Cognitive Services in Power Query

You might have heard the announcement last week that Microsoft is deprecating Azure Cognitive Services and Machine Learning functions Power Query. For many, it was news that this functionality existed inside of Power Query! Some others mocked the existence of this in Power Query. For me, it was a favorite diamond in the rough within the Power Query editor.
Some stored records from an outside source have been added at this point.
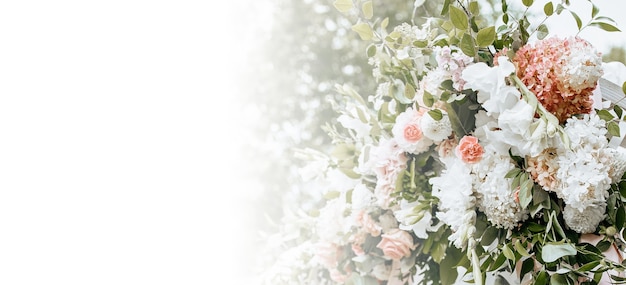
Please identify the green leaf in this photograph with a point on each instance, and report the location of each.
(458, 18)
(542, 278)
(364, 30)
(371, 51)
(473, 7)
(589, 266)
(594, 10)
(512, 173)
(435, 114)
(613, 128)
(605, 115)
(506, 250)
(603, 246)
(446, 7)
(398, 91)
(384, 23)
(553, 251)
(368, 9)
(605, 26)
(618, 110)
(579, 23)
(467, 45)
(542, 31)
(558, 279)
(620, 218)
(343, 5)
(489, 236)
(428, 98)
(548, 9)
(520, 249)
(486, 36)
(525, 192)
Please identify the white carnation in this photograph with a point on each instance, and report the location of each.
(408, 133)
(436, 130)
(585, 220)
(413, 219)
(493, 92)
(453, 188)
(495, 197)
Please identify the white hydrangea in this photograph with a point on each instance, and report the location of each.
(413, 219)
(495, 197)
(616, 158)
(583, 179)
(332, 223)
(585, 220)
(408, 133)
(582, 68)
(583, 172)
(493, 92)
(453, 188)
(436, 130)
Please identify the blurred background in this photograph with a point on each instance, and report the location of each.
(156, 142)
(302, 49)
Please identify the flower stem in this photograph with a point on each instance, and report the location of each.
(478, 275)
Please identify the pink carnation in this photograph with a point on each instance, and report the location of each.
(562, 73)
(469, 150)
(396, 244)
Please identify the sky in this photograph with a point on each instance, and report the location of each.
(119, 137)
(564, 24)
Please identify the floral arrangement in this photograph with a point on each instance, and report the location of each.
(486, 155)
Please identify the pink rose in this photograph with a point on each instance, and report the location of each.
(470, 150)
(396, 244)
(368, 224)
(327, 254)
(412, 133)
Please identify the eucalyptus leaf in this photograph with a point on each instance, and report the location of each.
(613, 128)
(579, 22)
(343, 5)
(458, 17)
(542, 31)
(548, 9)
(553, 251)
(486, 36)
(368, 9)
(605, 26)
(467, 45)
(364, 30)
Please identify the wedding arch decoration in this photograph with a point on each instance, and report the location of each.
(489, 154)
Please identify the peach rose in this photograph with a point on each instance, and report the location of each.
(412, 133)
(470, 150)
(396, 244)
(368, 224)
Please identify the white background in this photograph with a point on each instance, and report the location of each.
(119, 139)
(118, 142)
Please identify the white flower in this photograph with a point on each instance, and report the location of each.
(388, 162)
(493, 93)
(332, 223)
(408, 133)
(517, 120)
(350, 122)
(616, 158)
(413, 219)
(436, 130)
(585, 220)
(361, 197)
(495, 197)
(453, 188)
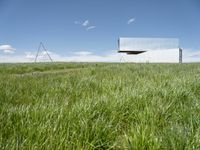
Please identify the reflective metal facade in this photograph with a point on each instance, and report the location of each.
(147, 44)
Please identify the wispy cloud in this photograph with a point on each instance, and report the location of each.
(8, 49)
(77, 22)
(131, 20)
(86, 23)
(90, 27)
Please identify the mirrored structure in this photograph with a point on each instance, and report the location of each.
(156, 50)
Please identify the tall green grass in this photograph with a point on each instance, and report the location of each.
(99, 106)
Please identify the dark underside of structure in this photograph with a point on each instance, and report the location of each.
(131, 52)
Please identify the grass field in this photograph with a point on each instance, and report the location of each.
(99, 106)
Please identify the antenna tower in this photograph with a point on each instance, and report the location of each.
(41, 46)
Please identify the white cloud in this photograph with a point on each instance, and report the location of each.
(86, 23)
(82, 53)
(76, 22)
(90, 27)
(131, 20)
(8, 49)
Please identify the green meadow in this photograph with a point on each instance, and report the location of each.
(99, 106)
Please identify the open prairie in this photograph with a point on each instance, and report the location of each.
(99, 106)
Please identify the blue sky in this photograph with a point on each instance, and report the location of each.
(72, 26)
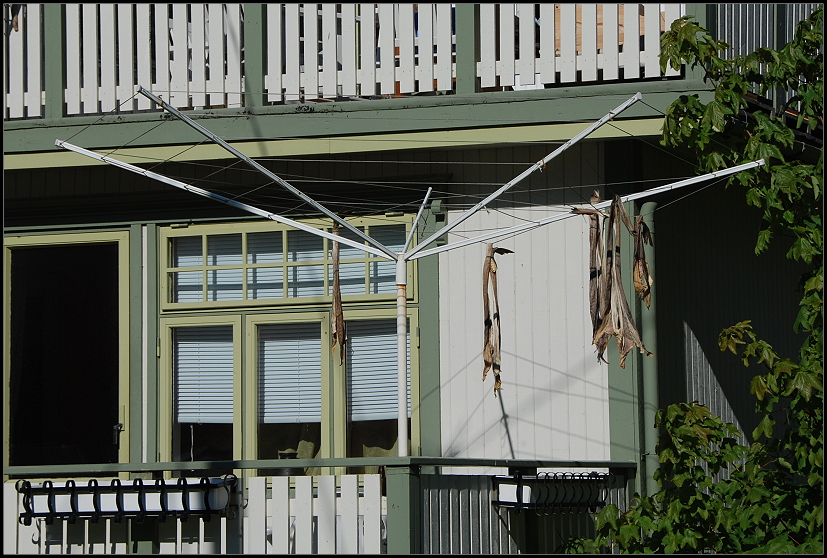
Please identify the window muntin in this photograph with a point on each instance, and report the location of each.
(280, 265)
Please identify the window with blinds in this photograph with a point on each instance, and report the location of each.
(372, 370)
(203, 374)
(273, 265)
(290, 373)
(289, 366)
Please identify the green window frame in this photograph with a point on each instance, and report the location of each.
(268, 264)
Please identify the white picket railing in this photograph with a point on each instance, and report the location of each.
(314, 516)
(191, 54)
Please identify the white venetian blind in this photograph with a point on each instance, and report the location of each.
(290, 373)
(372, 370)
(203, 368)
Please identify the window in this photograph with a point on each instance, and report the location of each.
(201, 399)
(266, 263)
(372, 372)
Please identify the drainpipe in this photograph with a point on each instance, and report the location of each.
(649, 396)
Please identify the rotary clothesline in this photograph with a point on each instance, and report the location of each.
(372, 246)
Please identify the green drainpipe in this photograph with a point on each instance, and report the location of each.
(648, 331)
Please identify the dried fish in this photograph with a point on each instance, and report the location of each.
(617, 317)
(491, 308)
(595, 259)
(642, 278)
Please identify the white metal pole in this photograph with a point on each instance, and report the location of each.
(402, 355)
(536, 166)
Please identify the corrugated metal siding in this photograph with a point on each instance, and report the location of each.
(747, 27)
(554, 403)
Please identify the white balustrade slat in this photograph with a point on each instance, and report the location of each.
(547, 64)
(651, 18)
(256, 531)
(198, 84)
(425, 43)
(325, 512)
(292, 81)
(311, 52)
(610, 42)
(387, 57)
(588, 68)
(349, 514)
(108, 82)
(72, 95)
(671, 13)
(34, 90)
(348, 50)
(525, 12)
(303, 511)
(234, 86)
(280, 515)
(144, 53)
(215, 42)
(125, 88)
(272, 81)
(567, 61)
(89, 40)
(367, 58)
(371, 510)
(161, 85)
(631, 41)
(506, 67)
(406, 48)
(179, 73)
(10, 524)
(443, 70)
(330, 54)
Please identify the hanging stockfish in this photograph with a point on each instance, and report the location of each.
(337, 318)
(595, 258)
(491, 308)
(643, 280)
(617, 317)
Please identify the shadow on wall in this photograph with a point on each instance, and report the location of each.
(708, 278)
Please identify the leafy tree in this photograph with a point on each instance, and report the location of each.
(772, 500)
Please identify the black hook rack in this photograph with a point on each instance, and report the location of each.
(52, 500)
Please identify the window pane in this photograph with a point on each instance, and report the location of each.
(265, 282)
(203, 374)
(187, 286)
(224, 249)
(264, 248)
(224, 284)
(303, 246)
(372, 370)
(345, 251)
(186, 251)
(305, 280)
(203, 390)
(290, 392)
(351, 278)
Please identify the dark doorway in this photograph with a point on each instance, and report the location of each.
(64, 354)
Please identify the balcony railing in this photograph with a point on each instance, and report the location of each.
(414, 505)
(208, 55)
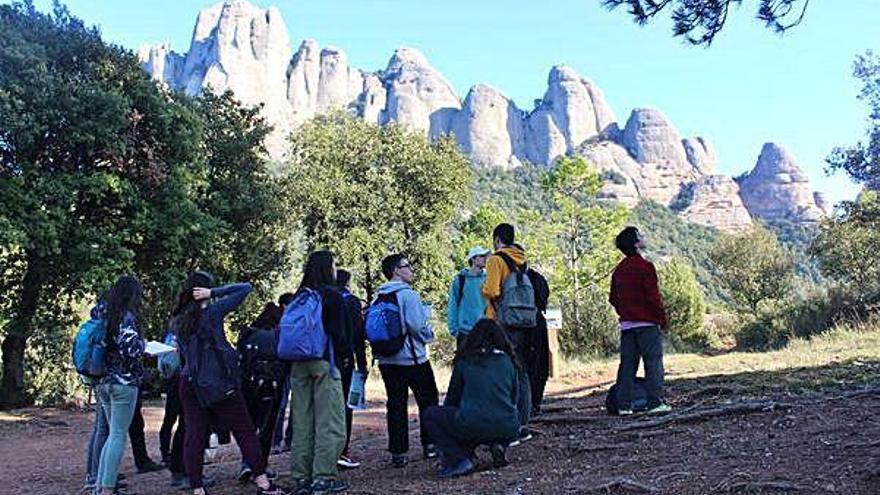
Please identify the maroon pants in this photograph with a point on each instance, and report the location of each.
(230, 414)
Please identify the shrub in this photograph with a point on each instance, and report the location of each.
(593, 329)
(684, 304)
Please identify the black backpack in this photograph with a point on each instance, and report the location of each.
(213, 367)
(639, 397)
(258, 360)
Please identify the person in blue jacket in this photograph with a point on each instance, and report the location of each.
(466, 302)
(480, 405)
As a reminder, not everyone has access to the same robust resources. While I would agree that this might not be the most efficient option, it meets a need. It is like choosing between a hammer and pneumatic nail gun. If I am building a house, the powered option would be far more efficient. But if I am doing a little project, your old-fashioned hammer would make more sense.
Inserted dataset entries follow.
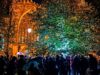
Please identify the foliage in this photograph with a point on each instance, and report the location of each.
(60, 30)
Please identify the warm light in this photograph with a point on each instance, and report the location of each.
(29, 30)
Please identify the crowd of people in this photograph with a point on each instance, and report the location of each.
(49, 65)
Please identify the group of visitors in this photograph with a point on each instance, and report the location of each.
(49, 65)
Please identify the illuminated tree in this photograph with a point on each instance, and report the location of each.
(67, 28)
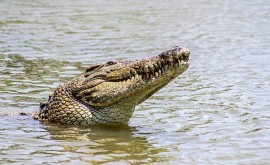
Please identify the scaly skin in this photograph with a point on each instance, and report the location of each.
(108, 93)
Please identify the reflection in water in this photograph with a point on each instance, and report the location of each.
(111, 143)
(24, 81)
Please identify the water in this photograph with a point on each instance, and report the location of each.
(217, 112)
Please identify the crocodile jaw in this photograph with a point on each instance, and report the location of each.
(132, 82)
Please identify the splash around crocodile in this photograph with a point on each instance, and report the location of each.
(108, 92)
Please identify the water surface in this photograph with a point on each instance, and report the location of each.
(217, 112)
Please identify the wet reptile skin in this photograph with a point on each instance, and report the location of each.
(108, 92)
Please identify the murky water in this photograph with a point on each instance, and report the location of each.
(217, 112)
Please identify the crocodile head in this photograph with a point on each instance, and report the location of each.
(109, 92)
(116, 83)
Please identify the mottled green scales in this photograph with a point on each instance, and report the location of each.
(108, 93)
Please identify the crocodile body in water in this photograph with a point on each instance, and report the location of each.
(108, 92)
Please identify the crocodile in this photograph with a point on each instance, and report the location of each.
(108, 92)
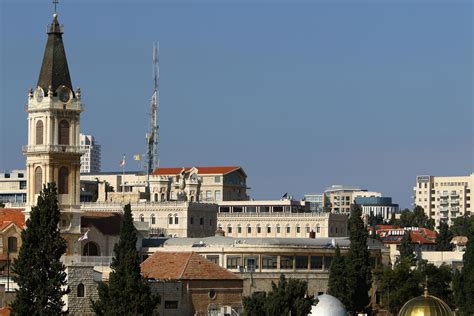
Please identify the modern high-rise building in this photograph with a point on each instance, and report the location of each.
(90, 160)
(444, 198)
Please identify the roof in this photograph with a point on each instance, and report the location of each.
(183, 266)
(201, 170)
(11, 215)
(54, 69)
(108, 223)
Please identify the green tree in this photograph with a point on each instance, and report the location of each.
(289, 296)
(254, 305)
(358, 270)
(38, 271)
(127, 292)
(337, 285)
(443, 239)
(406, 248)
(464, 281)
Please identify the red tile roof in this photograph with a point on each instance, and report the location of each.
(201, 170)
(183, 266)
(12, 215)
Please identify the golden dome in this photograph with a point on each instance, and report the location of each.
(425, 305)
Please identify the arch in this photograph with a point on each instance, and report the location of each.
(91, 249)
(63, 183)
(81, 290)
(63, 136)
(39, 133)
(38, 179)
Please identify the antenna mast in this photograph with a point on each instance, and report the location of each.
(152, 135)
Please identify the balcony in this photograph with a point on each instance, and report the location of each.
(38, 149)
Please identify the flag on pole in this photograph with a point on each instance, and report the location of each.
(83, 237)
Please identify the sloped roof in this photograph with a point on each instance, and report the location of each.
(201, 170)
(12, 215)
(183, 266)
(108, 223)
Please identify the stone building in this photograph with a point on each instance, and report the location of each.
(189, 284)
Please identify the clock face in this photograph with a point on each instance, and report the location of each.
(39, 94)
(64, 94)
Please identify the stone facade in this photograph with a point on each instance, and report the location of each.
(83, 285)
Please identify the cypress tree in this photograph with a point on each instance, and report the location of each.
(39, 273)
(337, 285)
(358, 272)
(127, 292)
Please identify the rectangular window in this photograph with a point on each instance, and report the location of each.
(269, 262)
(316, 262)
(233, 262)
(286, 262)
(302, 262)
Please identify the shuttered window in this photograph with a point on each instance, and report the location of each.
(39, 133)
(64, 132)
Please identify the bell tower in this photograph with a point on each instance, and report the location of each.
(53, 151)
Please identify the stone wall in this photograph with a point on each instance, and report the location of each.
(81, 275)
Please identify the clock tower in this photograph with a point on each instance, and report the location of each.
(53, 151)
So, with the deprecation of these features in Power Query, what are we to do? What if you have no access to Azure to leverage cognitive services? What if you want to try other models instead? With a little bit of hard work, we can put together a solution that might resolve this for you and even open doors for others!
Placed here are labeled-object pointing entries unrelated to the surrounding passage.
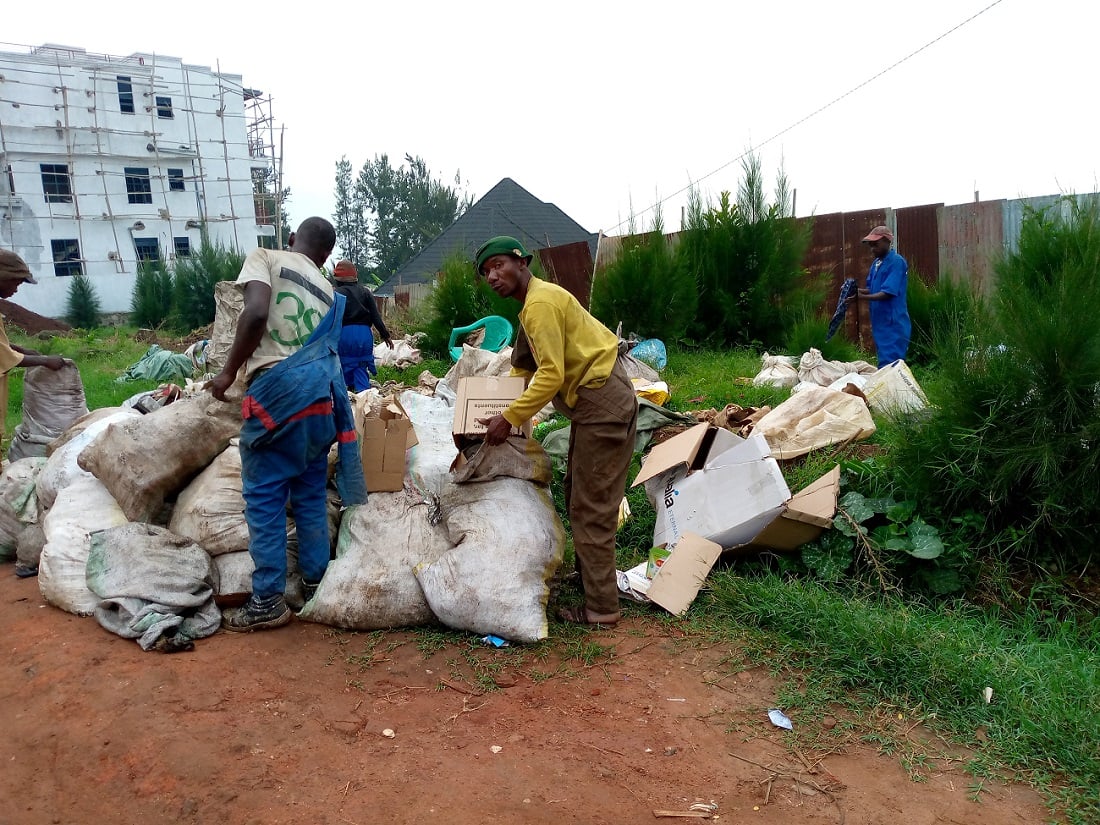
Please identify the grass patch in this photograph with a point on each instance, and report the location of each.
(933, 662)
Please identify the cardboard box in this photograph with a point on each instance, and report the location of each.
(717, 493)
(729, 491)
(680, 578)
(383, 444)
(483, 397)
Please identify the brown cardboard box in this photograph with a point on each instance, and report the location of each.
(383, 444)
(483, 397)
(730, 491)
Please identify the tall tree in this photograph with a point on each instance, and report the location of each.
(348, 219)
(387, 215)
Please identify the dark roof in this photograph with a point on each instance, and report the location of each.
(506, 209)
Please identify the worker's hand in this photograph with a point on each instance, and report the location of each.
(497, 429)
(220, 384)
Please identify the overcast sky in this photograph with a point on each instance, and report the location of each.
(601, 106)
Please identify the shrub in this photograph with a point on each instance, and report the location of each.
(949, 304)
(83, 307)
(746, 259)
(193, 304)
(646, 289)
(152, 297)
(1015, 436)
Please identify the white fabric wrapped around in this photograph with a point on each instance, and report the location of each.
(813, 418)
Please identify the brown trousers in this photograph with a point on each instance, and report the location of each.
(601, 446)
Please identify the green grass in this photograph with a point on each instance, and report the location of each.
(864, 660)
(882, 656)
(101, 355)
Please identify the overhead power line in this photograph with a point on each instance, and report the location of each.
(814, 113)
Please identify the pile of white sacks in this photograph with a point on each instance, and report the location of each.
(139, 519)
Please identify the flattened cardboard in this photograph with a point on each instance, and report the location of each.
(732, 492)
(383, 444)
(483, 397)
(680, 578)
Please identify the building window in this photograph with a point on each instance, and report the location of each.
(67, 257)
(56, 183)
(125, 95)
(139, 188)
(147, 249)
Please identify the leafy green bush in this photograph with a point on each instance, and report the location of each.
(809, 330)
(83, 307)
(1015, 432)
(746, 259)
(942, 307)
(151, 301)
(646, 289)
(193, 304)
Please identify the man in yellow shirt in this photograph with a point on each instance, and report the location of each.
(572, 360)
(13, 274)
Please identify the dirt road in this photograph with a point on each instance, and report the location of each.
(288, 726)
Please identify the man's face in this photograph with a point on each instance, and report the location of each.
(502, 272)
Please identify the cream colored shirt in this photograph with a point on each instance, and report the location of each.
(300, 297)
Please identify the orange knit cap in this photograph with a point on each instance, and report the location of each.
(345, 271)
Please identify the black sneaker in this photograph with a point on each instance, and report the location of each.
(255, 615)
Why This Change with Cognitive Services Makes Sense

For some, there is justified anger. I get it – it can be frustrating. However, I do not disagree with this move. If you leverage cognitive services for a single refresh, not a big deal. We get the analysis we need and can move on. But the problem starts to arise when people refresh the data over and over again.

A common use case for this feature would be to analyze survey results. If you left an open text field at the end of a survey for comments, we could perform some analysis. As results roll in, people refresh the dataset. However, each refresh prompts cognitive services to re-assess entries that were processed in previous refreshes. This adds overhead to the analysis and adds demand on Azure cognitive services.

As a result, this is the right choice. Instead of re-assessing an entire column on every refresh, it would be considered the right choice to structure your refresh to only assess new records within the dataset. That being said, there are still use cases where this solution made life a lot easier. Hence the purpose for this article.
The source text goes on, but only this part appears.